Given that the RMS speeds of \( \mathrm{H_2} \) and \( \mathrm{O_2} \) are the same, we equate the RMS speed formulas for both gases:

\[\sqrt{\frac{3kT_{\mathrm{H_2}}}{m_{\mathrm{H_2}}}} = \sqrt{\frac{3kT_{\mathrm{O_2}}}{m_{\mathrm{O_2}}}}\]

Canceling out common terms, this simplifies to:

\[\frac{T_{\mathrm{H_2}}}{m_{\mathrm{H_2}}} = \frac{T_{\mathrm{O_2}}}{m_{\mathrm{O_2}}}\]
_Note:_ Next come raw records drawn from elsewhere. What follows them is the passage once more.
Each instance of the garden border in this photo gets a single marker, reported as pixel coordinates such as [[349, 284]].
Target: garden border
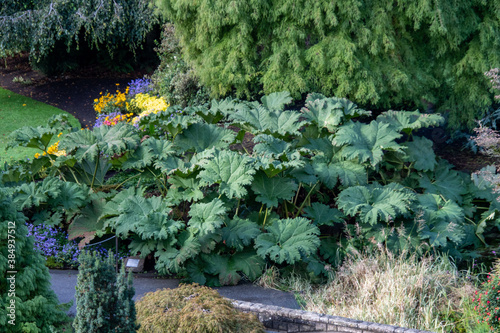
[[283, 320]]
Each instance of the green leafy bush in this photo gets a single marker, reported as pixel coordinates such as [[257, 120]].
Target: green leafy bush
[[384, 54], [192, 308], [27, 302], [279, 187], [103, 297]]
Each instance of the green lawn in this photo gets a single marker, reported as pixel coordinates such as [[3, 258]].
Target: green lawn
[[17, 111]]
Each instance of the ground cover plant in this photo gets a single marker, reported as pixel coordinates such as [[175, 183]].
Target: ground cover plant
[[426, 293], [33, 113], [191, 308], [27, 302], [313, 184]]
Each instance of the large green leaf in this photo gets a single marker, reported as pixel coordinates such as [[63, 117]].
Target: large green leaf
[[286, 240], [35, 194], [171, 259], [149, 151], [322, 214], [207, 217], [239, 233], [270, 190], [228, 267], [199, 137], [376, 203], [444, 181], [444, 220], [71, 197], [406, 121], [231, 170], [329, 113], [106, 140], [259, 119], [420, 153], [87, 223], [137, 212], [367, 142], [184, 189], [274, 155], [329, 173]]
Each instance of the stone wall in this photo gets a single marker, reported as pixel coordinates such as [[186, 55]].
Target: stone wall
[[277, 319]]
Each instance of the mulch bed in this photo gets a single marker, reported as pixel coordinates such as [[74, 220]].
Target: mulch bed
[[75, 92]]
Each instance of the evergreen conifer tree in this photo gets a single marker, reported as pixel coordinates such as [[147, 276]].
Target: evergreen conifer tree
[[377, 53], [103, 298], [27, 302]]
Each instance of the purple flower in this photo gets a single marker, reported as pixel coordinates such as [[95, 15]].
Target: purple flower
[[139, 86]]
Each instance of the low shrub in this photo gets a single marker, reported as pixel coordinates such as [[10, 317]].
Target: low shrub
[[103, 297], [192, 308]]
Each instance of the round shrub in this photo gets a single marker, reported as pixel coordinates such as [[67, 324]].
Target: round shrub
[[192, 308]]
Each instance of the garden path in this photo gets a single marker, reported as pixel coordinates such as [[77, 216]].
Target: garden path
[[64, 283]]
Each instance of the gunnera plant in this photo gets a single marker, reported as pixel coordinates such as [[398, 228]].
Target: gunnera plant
[[487, 299], [192, 308]]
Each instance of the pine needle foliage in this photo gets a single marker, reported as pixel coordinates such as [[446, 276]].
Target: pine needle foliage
[[103, 297], [36, 308], [384, 53], [36, 26]]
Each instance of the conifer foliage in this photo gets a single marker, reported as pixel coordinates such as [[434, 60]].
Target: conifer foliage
[[34, 304], [382, 53], [35, 26], [103, 298]]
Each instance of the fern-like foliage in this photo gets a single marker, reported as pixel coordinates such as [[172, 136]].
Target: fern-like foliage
[[407, 121], [376, 203], [287, 240], [329, 113], [259, 119]]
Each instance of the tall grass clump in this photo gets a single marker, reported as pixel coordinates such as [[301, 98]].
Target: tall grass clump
[[426, 293]]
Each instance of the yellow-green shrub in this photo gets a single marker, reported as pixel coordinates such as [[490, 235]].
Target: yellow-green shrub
[[192, 308]]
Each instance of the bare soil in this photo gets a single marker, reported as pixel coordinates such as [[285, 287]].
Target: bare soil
[[75, 92]]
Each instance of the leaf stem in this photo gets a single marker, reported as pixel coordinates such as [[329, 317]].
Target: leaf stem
[[305, 199]]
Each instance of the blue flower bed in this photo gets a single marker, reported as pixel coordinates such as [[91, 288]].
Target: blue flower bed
[[54, 245]]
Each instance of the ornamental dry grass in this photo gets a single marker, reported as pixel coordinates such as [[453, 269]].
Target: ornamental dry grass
[[426, 293]]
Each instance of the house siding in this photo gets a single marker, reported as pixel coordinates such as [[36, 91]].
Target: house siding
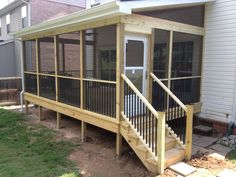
[[219, 71]]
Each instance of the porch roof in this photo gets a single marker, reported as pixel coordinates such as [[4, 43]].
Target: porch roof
[[105, 11]]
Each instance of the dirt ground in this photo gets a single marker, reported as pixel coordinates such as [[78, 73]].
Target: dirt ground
[[96, 157]]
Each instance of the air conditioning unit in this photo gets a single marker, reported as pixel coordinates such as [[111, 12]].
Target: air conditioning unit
[[100, 2]]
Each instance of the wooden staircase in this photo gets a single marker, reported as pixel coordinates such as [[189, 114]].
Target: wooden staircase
[[173, 152], [146, 130]]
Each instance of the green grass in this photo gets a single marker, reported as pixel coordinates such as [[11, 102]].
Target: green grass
[[31, 151], [232, 156]]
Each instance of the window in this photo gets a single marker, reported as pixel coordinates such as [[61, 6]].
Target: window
[[183, 77], [23, 16], [108, 65], [8, 20]]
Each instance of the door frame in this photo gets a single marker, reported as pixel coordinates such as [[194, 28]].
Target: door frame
[[143, 38]]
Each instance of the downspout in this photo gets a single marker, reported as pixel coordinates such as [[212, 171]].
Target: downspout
[[22, 76], [22, 60]]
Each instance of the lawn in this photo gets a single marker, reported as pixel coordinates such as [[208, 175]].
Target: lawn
[[27, 150]]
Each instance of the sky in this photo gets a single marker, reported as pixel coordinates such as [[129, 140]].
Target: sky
[[4, 3]]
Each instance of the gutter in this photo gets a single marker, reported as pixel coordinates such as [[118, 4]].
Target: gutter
[[22, 62]]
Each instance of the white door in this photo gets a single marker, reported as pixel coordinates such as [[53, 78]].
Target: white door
[[135, 67]]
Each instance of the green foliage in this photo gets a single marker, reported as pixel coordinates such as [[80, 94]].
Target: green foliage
[[31, 150]]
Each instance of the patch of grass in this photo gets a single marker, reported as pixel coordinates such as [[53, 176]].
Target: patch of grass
[[32, 150], [232, 156]]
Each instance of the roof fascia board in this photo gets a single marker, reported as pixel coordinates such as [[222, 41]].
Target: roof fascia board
[[103, 11], [7, 9], [162, 4]]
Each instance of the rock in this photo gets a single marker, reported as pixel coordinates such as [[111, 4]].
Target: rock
[[183, 168], [227, 173], [217, 156]]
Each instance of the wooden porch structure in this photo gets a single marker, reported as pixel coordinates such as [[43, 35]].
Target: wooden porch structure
[[114, 104]]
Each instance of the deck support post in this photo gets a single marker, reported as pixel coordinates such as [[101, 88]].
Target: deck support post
[[189, 132], [120, 33], [118, 144], [83, 131], [58, 120], [26, 107], [40, 109], [161, 142]]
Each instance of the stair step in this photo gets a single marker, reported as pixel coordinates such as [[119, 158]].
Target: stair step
[[7, 103], [8, 91], [203, 130], [125, 124], [152, 161], [142, 148], [174, 155], [133, 136]]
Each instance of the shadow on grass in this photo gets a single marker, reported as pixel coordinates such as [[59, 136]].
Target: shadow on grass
[[32, 150]]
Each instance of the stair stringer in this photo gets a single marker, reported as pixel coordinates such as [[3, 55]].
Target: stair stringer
[[135, 143], [173, 154]]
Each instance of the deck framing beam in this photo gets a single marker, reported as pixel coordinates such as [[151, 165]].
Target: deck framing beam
[[98, 120]]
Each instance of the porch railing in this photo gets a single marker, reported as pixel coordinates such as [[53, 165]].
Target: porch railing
[[178, 115], [10, 88], [148, 124], [100, 96]]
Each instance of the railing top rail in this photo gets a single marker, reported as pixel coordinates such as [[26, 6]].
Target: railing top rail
[[169, 92], [141, 97], [9, 78]]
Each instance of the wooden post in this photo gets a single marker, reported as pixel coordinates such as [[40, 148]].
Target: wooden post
[[170, 51], [189, 132], [82, 58], [26, 107], [151, 39], [119, 83], [161, 142], [83, 131], [58, 120], [40, 113], [38, 64], [56, 64]]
The molecular mass of \( \mathrm{H_2} \) is approximately 2 g/mol, and the molecular mass of \( \mathrm{O_2} \) is approximately 32 g/mol. Therefore, we can write:

\[\frac{T_{\mathrm{H_2}}}{2} = \frac{296.15}{32}\]

Simplifying this gives:

\[\frac{T_{\mathrm{H_2}}}{2} = 9.2547\]

This results in:

\(T_{\mathrm{H_2}} = 2 \times 9.2547 = 18.5094 \text{ K}\]\)

Rounding this value, we find the temperature of the \( \mathrm{H_2} \) gas to be approximately 18.5 K.

Hence, the correct answer is 18.5 K.